When these people advertise a home for rent, it's not with intent to become a professional landlord. They only want to reduce their losses until they can sell at a profit.

It's a safe bet that many of these people are in dire straits, paying out mortgage, insurance, heating/cooling and maintenance costs month after month both on a vacant home plus the one they live in, but unwilling or unable to sell because they would then have an immediate additional loss of $100k or more due to falling prices and transaction costs -- a loss which many of them probably do not have the resources to cover.

And because it was greed that got them into the situation, they're going to strongly resist renting for anything less than mortgage payment amount.

Eventually, those whose income from other sources is enough to support the lower rate of negative cash flow they'll have if they actually rent the home will swallow their pride and cut their asking rent. But this probably won't happen until they've gone through this year's "hot spring selling season" without a sale.

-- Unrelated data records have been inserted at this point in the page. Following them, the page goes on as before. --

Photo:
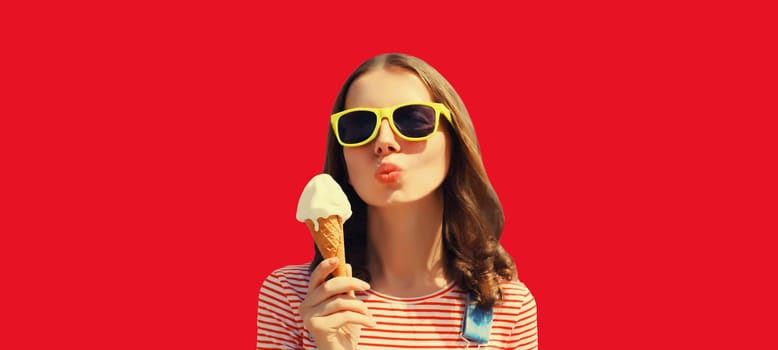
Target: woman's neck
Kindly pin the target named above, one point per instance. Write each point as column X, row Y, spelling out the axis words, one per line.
column 405, row 248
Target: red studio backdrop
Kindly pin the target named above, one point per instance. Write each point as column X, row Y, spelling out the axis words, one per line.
column 154, row 154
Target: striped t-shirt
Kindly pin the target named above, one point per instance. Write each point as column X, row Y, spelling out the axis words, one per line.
column 433, row 321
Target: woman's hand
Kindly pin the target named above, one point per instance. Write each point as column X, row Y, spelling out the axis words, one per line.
column 331, row 312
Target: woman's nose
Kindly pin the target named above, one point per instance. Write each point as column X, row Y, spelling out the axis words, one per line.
column 386, row 140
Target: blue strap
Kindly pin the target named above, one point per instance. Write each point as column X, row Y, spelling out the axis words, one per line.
column 477, row 323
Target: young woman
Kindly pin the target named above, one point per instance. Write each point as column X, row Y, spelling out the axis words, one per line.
column 423, row 240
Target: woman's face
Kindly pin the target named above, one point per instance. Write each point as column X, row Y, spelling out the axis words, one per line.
column 390, row 170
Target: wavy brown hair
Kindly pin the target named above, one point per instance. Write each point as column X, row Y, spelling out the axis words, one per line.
column 473, row 217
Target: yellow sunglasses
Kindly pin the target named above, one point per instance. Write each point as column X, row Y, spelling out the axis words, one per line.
column 411, row 121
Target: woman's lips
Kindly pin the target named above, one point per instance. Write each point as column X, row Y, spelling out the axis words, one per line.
column 388, row 173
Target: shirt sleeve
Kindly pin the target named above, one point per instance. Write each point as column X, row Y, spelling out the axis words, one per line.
column 525, row 331
column 279, row 325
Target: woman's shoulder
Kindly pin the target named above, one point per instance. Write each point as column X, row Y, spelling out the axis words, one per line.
column 516, row 291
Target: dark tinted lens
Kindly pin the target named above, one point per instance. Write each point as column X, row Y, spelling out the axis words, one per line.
column 356, row 126
column 415, row 120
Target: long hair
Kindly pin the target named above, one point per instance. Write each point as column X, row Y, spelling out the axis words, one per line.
column 472, row 215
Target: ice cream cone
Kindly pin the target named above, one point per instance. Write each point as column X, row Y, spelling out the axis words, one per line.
column 329, row 240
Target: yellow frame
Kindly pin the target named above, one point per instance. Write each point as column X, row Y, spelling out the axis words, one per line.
column 388, row 113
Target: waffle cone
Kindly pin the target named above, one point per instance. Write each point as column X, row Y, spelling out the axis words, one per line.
column 329, row 240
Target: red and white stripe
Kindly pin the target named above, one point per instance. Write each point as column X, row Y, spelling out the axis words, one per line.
column 431, row 322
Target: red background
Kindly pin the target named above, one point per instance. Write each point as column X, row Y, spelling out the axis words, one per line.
column 154, row 154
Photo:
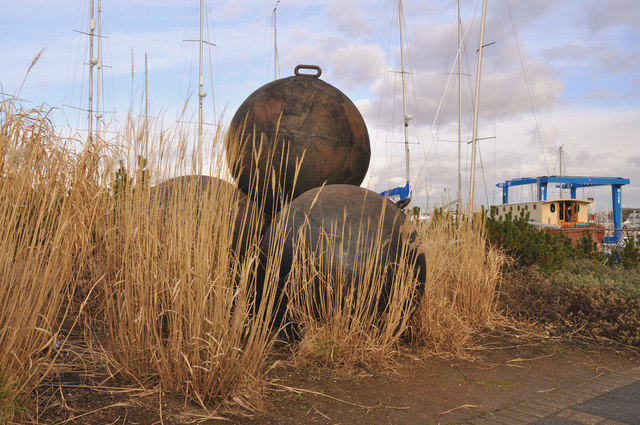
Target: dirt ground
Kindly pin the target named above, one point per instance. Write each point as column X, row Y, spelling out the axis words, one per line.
column 507, row 368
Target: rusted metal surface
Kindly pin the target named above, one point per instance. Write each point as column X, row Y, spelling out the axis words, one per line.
column 309, row 120
column 358, row 222
column 193, row 191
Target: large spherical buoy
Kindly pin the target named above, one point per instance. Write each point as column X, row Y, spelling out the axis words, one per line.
column 188, row 194
column 363, row 226
column 299, row 118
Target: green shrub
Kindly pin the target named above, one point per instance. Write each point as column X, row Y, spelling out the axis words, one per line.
column 527, row 244
column 583, row 296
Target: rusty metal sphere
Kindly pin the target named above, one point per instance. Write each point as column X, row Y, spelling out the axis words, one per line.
column 307, row 119
column 189, row 193
column 360, row 220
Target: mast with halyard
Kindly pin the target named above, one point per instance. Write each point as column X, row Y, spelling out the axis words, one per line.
column 403, row 191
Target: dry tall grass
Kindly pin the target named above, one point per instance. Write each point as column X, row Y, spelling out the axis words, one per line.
column 179, row 301
column 463, row 275
column 47, row 212
column 349, row 320
column 168, row 289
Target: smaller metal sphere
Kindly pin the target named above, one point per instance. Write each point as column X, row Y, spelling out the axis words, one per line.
column 366, row 230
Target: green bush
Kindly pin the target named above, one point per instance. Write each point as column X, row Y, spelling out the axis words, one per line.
column 584, row 296
column 527, row 244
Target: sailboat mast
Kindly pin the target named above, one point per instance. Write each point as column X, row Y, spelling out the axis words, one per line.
column 475, row 109
column 459, row 203
column 146, row 110
column 92, row 62
column 98, row 62
column 201, row 93
column 275, row 43
column 404, row 97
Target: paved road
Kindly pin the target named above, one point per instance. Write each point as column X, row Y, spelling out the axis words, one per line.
column 607, row 400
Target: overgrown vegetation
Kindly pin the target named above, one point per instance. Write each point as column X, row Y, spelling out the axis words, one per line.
column 569, row 290
column 161, row 289
column 584, row 297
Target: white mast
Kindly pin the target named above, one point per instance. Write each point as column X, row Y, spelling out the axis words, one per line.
column 275, row 43
column 404, row 98
column 475, row 109
column 98, row 62
column 458, row 205
column 560, row 167
column 201, row 94
column 146, row 110
column 92, row 62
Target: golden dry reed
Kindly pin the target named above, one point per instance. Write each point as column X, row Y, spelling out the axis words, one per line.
column 180, row 285
column 48, row 210
column 170, row 277
column 463, row 276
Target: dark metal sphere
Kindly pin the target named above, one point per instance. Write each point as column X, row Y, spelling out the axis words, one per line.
column 352, row 214
column 309, row 120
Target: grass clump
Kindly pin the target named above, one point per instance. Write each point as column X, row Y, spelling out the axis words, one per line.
column 46, row 218
column 463, row 274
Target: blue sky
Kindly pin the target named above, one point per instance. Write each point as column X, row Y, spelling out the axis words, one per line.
column 580, row 58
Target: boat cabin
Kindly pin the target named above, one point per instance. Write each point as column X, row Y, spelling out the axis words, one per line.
column 555, row 212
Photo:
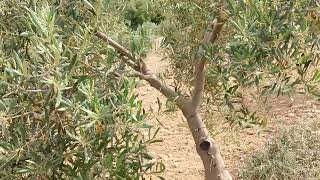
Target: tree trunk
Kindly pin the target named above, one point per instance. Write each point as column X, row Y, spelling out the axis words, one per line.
column 206, row 147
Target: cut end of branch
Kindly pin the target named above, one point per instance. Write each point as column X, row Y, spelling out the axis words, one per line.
column 205, row 145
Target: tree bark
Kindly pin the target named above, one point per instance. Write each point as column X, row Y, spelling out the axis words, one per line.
column 206, row 147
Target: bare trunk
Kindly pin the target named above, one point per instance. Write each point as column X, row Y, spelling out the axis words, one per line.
column 206, row 147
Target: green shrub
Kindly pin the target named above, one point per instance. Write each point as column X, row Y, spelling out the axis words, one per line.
column 65, row 112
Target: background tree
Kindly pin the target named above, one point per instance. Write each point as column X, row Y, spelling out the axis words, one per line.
column 67, row 112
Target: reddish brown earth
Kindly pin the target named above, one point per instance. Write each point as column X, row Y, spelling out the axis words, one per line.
column 177, row 150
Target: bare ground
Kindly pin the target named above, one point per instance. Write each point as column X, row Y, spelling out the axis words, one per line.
column 177, row 150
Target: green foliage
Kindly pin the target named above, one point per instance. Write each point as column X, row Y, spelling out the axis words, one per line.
column 139, row 12
column 266, row 47
column 293, row 155
column 64, row 111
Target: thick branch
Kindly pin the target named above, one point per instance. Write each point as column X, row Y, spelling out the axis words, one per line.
column 144, row 73
column 115, row 45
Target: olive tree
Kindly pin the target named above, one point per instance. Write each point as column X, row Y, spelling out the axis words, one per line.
column 65, row 113
column 272, row 46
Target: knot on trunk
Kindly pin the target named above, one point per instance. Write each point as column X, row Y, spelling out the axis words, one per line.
column 205, row 145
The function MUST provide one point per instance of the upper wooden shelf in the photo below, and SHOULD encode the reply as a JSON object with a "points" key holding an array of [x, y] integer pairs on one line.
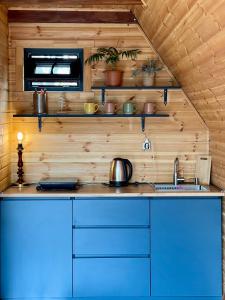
{"points": [[72, 115], [117, 88], [160, 87]]}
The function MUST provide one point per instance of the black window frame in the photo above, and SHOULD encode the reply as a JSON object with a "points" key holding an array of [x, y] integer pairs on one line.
{"points": [[76, 67]]}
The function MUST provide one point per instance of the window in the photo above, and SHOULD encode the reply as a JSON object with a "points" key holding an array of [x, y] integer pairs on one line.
{"points": [[53, 69]]}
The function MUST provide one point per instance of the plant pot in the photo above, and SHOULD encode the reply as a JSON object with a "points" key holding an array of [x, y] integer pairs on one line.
{"points": [[113, 77], [148, 79]]}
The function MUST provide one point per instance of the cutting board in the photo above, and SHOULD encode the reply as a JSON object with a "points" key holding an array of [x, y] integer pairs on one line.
{"points": [[203, 169]]}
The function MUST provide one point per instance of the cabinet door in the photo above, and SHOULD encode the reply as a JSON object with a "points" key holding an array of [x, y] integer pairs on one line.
{"points": [[36, 248], [111, 212], [111, 241], [111, 277], [186, 247]]}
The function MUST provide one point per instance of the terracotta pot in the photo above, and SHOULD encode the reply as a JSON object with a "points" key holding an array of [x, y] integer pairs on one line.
{"points": [[113, 77], [148, 79]]}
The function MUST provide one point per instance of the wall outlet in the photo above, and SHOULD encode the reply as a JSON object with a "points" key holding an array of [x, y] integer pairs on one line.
{"points": [[147, 145]]}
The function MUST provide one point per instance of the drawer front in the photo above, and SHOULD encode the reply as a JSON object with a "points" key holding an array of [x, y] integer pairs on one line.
{"points": [[111, 212], [111, 277], [111, 241]]}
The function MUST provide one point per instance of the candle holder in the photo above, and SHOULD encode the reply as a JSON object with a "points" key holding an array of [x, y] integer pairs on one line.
{"points": [[20, 181], [20, 172]]}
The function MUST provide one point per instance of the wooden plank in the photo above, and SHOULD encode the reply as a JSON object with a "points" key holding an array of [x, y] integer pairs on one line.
{"points": [[30, 16], [75, 146], [70, 3]]}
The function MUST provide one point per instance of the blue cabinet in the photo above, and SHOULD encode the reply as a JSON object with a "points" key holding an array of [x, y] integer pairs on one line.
{"points": [[111, 245], [111, 241], [186, 247], [111, 212], [36, 248], [111, 277]]}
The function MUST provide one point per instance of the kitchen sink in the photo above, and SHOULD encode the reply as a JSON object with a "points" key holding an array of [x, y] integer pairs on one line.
{"points": [[164, 187]]}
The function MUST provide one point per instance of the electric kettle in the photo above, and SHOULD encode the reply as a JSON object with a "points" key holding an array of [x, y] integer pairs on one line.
{"points": [[121, 171]]}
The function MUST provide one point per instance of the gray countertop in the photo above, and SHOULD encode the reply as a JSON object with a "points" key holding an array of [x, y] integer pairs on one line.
{"points": [[100, 190]]}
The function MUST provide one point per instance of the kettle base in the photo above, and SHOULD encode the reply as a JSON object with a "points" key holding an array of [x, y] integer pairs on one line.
{"points": [[118, 183]]}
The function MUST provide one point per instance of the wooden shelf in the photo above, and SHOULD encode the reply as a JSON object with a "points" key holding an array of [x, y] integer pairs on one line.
{"points": [[117, 88], [71, 115]]}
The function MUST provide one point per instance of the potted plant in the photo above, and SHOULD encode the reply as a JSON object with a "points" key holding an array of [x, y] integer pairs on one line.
{"points": [[111, 56], [149, 69]]}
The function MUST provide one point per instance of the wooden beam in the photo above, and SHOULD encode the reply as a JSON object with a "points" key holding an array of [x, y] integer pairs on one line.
{"points": [[67, 3], [29, 16]]}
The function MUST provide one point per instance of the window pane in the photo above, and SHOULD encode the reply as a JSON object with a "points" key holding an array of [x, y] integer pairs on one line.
{"points": [[55, 83], [61, 69], [55, 56], [43, 69]]}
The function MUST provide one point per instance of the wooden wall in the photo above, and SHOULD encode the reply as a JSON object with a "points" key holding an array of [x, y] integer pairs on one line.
{"points": [[84, 147], [190, 38], [4, 120]]}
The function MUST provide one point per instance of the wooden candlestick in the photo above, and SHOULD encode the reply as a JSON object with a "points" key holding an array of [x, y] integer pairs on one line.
{"points": [[20, 172]]}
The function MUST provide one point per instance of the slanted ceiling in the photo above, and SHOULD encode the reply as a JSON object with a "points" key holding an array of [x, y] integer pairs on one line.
{"points": [[189, 35]]}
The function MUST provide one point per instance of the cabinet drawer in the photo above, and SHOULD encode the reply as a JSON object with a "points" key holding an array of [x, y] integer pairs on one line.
{"points": [[108, 211], [111, 277], [111, 241]]}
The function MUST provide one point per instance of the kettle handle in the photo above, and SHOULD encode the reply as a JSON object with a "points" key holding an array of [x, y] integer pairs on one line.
{"points": [[129, 164]]}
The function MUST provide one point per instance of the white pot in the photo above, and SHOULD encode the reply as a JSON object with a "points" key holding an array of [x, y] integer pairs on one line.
{"points": [[148, 79]]}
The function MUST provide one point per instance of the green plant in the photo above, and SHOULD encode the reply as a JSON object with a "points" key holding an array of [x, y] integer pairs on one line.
{"points": [[111, 55], [151, 66]]}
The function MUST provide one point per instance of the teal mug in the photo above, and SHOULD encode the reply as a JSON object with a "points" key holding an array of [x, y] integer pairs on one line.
{"points": [[129, 108]]}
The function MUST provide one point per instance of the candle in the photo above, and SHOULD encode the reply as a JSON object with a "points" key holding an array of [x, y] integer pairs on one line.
{"points": [[20, 137]]}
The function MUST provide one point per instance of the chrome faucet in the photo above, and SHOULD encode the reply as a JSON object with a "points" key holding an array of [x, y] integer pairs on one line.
{"points": [[176, 178]]}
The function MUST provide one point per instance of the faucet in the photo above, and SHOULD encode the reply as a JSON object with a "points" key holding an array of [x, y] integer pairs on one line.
{"points": [[176, 178]]}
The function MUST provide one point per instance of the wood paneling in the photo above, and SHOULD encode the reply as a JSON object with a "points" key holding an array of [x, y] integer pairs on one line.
{"points": [[4, 120], [84, 147], [190, 38], [68, 3], [31, 16]]}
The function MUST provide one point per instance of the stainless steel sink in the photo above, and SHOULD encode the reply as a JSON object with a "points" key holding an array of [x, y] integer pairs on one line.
{"points": [[164, 187]]}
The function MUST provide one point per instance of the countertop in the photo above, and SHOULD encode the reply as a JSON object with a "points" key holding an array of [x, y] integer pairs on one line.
{"points": [[100, 190]]}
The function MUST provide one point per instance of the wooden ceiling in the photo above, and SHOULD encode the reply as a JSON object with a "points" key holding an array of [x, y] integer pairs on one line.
{"points": [[189, 35], [68, 3]]}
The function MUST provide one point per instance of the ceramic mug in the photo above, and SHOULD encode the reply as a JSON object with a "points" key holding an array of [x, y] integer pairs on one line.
{"points": [[90, 108], [149, 108], [110, 108], [129, 108]]}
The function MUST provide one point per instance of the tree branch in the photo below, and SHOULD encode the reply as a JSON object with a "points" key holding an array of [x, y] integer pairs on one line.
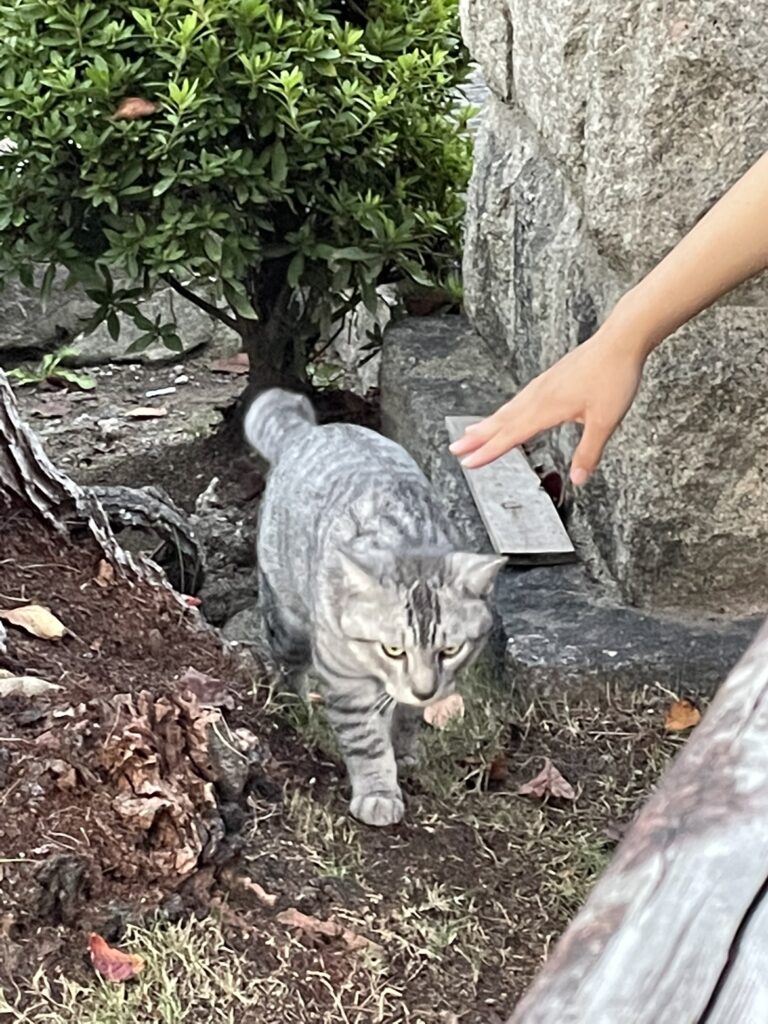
{"points": [[204, 304]]}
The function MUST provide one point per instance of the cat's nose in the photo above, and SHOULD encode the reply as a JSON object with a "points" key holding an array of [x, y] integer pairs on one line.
{"points": [[424, 689]]}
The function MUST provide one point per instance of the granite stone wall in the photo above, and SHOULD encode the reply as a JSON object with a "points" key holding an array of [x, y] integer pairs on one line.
{"points": [[610, 127]]}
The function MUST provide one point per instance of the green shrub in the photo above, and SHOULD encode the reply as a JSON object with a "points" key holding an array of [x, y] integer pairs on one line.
{"points": [[270, 161]]}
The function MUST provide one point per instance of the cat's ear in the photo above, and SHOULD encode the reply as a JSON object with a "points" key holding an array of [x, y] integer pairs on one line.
{"points": [[358, 577], [475, 573]]}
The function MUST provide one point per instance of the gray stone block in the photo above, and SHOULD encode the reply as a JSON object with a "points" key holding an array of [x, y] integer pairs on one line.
{"points": [[611, 128], [557, 627]]}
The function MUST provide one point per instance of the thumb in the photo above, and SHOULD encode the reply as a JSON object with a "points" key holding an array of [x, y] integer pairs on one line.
{"points": [[589, 453]]}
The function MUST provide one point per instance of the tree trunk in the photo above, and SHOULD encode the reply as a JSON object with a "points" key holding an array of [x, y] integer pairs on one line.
{"points": [[676, 931]]}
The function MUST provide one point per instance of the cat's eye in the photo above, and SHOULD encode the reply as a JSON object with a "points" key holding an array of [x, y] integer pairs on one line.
{"points": [[392, 650], [452, 650]]}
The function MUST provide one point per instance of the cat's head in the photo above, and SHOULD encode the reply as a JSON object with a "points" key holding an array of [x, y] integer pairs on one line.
{"points": [[414, 622]]}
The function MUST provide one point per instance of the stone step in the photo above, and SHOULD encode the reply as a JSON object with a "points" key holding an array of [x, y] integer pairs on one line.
{"points": [[557, 627]]}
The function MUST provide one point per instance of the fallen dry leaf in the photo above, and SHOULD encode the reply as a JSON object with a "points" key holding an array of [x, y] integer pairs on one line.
{"points": [[133, 108], [499, 769], [681, 715], [35, 619], [51, 410], [549, 782], [105, 573], [230, 365], [210, 692], [439, 714], [146, 413], [113, 964], [327, 929], [25, 686], [258, 891]]}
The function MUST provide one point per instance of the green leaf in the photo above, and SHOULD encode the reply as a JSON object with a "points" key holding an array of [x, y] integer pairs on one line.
{"points": [[173, 342], [142, 342], [162, 186], [81, 380], [23, 377], [279, 165], [47, 284], [212, 247]]}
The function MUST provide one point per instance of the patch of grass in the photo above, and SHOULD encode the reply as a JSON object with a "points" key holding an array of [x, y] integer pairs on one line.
{"points": [[463, 901], [190, 974], [327, 834]]}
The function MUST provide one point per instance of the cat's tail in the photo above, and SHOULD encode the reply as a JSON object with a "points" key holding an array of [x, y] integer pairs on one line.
{"points": [[275, 420]]}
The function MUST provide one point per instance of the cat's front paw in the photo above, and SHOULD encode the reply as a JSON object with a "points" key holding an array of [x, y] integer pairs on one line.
{"points": [[378, 809]]}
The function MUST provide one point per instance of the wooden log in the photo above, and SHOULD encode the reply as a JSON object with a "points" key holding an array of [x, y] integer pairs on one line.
{"points": [[676, 932]]}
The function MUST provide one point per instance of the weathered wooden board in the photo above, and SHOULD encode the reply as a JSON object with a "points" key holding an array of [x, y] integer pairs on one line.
{"points": [[517, 512], [676, 932], [742, 998]]}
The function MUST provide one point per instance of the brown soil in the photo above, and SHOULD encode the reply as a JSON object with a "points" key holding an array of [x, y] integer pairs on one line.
{"points": [[116, 801]]}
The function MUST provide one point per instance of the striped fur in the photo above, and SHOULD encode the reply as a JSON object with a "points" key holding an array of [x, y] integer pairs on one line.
{"points": [[364, 582]]}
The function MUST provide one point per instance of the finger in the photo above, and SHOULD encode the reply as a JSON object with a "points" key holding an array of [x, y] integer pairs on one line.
{"points": [[589, 452], [473, 436], [500, 443]]}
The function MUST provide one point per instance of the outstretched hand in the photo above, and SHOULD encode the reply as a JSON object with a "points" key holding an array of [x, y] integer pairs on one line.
{"points": [[594, 385]]}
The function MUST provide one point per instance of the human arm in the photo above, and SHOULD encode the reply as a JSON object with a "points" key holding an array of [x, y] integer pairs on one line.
{"points": [[596, 383]]}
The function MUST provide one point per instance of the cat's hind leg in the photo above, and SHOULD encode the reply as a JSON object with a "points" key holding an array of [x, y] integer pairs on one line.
{"points": [[285, 637]]}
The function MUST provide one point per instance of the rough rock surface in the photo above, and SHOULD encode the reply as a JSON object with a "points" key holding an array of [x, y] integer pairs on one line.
{"points": [[610, 129], [28, 326], [558, 627]]}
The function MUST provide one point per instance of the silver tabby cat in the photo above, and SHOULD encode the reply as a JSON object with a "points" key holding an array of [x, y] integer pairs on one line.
{"points": [[360, 580]]}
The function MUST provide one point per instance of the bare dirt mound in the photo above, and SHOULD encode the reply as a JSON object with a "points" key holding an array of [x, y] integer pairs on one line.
{"points": [[124, 781]]}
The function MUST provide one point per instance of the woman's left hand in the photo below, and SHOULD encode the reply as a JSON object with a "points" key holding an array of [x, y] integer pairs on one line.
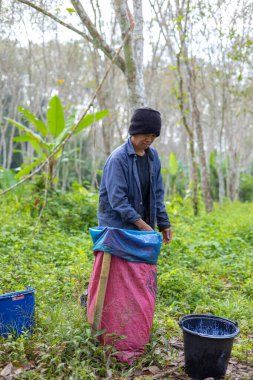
{"points": [[167, 235]]}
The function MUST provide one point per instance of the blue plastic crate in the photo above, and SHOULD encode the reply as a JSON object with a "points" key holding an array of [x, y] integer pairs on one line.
{"points": [[17, 312]]}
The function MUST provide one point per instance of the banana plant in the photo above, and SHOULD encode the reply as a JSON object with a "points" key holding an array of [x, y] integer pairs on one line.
{"points": [[49, 135]]}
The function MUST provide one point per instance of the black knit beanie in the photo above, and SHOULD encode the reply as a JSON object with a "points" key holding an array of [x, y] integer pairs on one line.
{"points": [[144, 121]]}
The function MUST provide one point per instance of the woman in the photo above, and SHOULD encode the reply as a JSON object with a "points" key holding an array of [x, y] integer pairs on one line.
{"points": [[131, 198], [131, 191]]}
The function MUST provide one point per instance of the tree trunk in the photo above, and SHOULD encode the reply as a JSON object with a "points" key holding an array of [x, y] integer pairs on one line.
{"points": [[133, 50], [194, 173]]}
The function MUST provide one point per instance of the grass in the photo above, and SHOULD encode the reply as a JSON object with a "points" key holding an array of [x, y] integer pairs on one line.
{"points": [[206, 269]]}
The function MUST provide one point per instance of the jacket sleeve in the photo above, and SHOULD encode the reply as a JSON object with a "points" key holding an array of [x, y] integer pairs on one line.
{"points": [[117, 189], [161, 213]]}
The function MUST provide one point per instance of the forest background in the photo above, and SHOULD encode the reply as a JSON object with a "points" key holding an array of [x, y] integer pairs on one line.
{"points": [[191, 60]]}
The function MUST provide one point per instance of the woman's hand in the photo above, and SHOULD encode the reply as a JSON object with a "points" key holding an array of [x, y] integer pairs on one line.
{"points": [[167, 235], [142, 225]]}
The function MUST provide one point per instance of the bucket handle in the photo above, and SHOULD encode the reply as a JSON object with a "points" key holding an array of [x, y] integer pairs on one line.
{"points": [[230, 320]]}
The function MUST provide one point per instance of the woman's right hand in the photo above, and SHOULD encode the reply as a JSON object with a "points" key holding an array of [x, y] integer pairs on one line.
{"points": [[143, 226]]}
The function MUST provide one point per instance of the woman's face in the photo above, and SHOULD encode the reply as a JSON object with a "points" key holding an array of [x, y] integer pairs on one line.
{"points": [[143, 141]]}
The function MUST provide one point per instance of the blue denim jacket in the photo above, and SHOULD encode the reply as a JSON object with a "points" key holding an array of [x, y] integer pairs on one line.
{"points": [[120, 200]]}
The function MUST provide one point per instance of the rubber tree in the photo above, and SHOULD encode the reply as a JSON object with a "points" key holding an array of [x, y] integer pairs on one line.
{"points": [[162, 19], [131, 64], [191, 77]]}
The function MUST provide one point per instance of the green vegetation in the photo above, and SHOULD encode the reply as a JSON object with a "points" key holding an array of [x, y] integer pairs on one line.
{"points": [[206, 269]]}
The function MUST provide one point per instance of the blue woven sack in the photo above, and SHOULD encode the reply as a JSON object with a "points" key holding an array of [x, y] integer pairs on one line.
{"points": [[131, 245]]}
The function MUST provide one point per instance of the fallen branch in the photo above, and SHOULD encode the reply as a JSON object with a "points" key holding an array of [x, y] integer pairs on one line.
{"points": [[62, 144], [165, 373]]}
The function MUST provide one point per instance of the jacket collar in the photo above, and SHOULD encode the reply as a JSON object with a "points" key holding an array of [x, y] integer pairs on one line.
{"points": [[131, 151]]}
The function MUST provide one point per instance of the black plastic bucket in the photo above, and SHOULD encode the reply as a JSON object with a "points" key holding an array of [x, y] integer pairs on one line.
{"points": [[208, 341]]}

Regarding banks renting out foreclosed homes, I have read that they rarely do that, though some have rented in cases where the slump was so bad that selling would have led to losses near 100% and the market price impact would have endangered other loans. I suspect that it will get just that bad in many parts of the country, but not until later this year at the earliest.

Thanks jm, I'm not ever absolutely sure but my anecdotal evidence comes from reading reports of REO "auctions" that produce no sales as prospective buyers refuse to entertain even the "25% off" prices. It may not be possible to rent all of these houses, but surely a large portion of them will be...driving rents down and with that CPI...and recalibrating GDP, it seems to me.

Calmo, I quite agree with you, except in regard to timing. Actually, my long-term outlook is probably even more bearish than yours. When we get to September with most of this vacant inventory still unsold and unrented, and the owners out six months more of mortgage, tax, and maintenance payments, some serious price cutting is going to start, and it's going to get really ugly. During the early-90s downturn, the home ownership rate was only 64%, and the ownership rate among the under-30 set was particularly low. Now the overall rate is near 69%, and among the under-30 set in particular it's far above the early-90s rate. So when the coming recession starts pushing those young people back to their parents' homes and into doubling or tripling up with roommates, the already-glutted condo market is going to be just awash in bank-owned vacancies. The banks will probably have no choice but to offer them for rent at realistic levels.